Falsely claiming membership of a trade or a professional organisation is a false trade description. Any trader found guilty of an offence could incur a substantial fine and/or face a term of imprisonment.
Although only a minority, some local traders are prepared to make false claims about their qualifications and competencies to gain an edge over their competitors. The Office is determined to create a level playing field for local traders who trade fairly and will take appropriate enforcement action against traders who make such claims in the local media, in telephone directories or on their vehicles.
Consumers are advised to check out any claims made by traders before they employ them. This can easily be done by phoning the organisations concerned or by visiting their websites. Just because a trader advertises in the local papers, in the local telephone directory or on the side of a locally registered van does not necessarily mean that any claims made by the trader concerned are not false.
The Office has produced a leaflet on “Checking professional qualifications, logos and claims of approval” which can be obtained by calling in at the Office in Lord Street, Douglas or telephoning 686500. The leaflet can also be obtained from the Office website www.gov.im/oft. The leaflet contains a list of the main professions who are regulated or registered by Government organisations or trade bodies and provides contact details for consumers to check out a trader's claims.
Chairman of the Office of Fair Trading Bill Henderson MHK said “It is unacceptable for businesses to mislead their customers in this way. The Office will not tolerate this type of behaviour. We are working hard to catch out those who try to cheat consumers and other traders and will have no hesitation in prosecuting where it is necessary. If any members of the public have any concerns about claims made by traders they should make sure that they check them out before employing them.”

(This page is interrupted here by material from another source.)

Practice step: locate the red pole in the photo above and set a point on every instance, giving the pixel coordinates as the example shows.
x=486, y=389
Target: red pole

The traders who received warning letters were falsely claiming membership of the Federation of Master Builders, the Guild of Master Craftsmen, the General Osteopathic Council, the Institute of Plumbing, the Royal Institute of Chartered Surveyors, the British Board of Agrément and the Chartered Institute of Plumbing and Heating Engineering. The two formal cautions were issued to traders falsely claiming membership of CORGI (now called GAS SAFE) and the NICEIC, which are trade organisations for gas installers and electrical contractors respectively.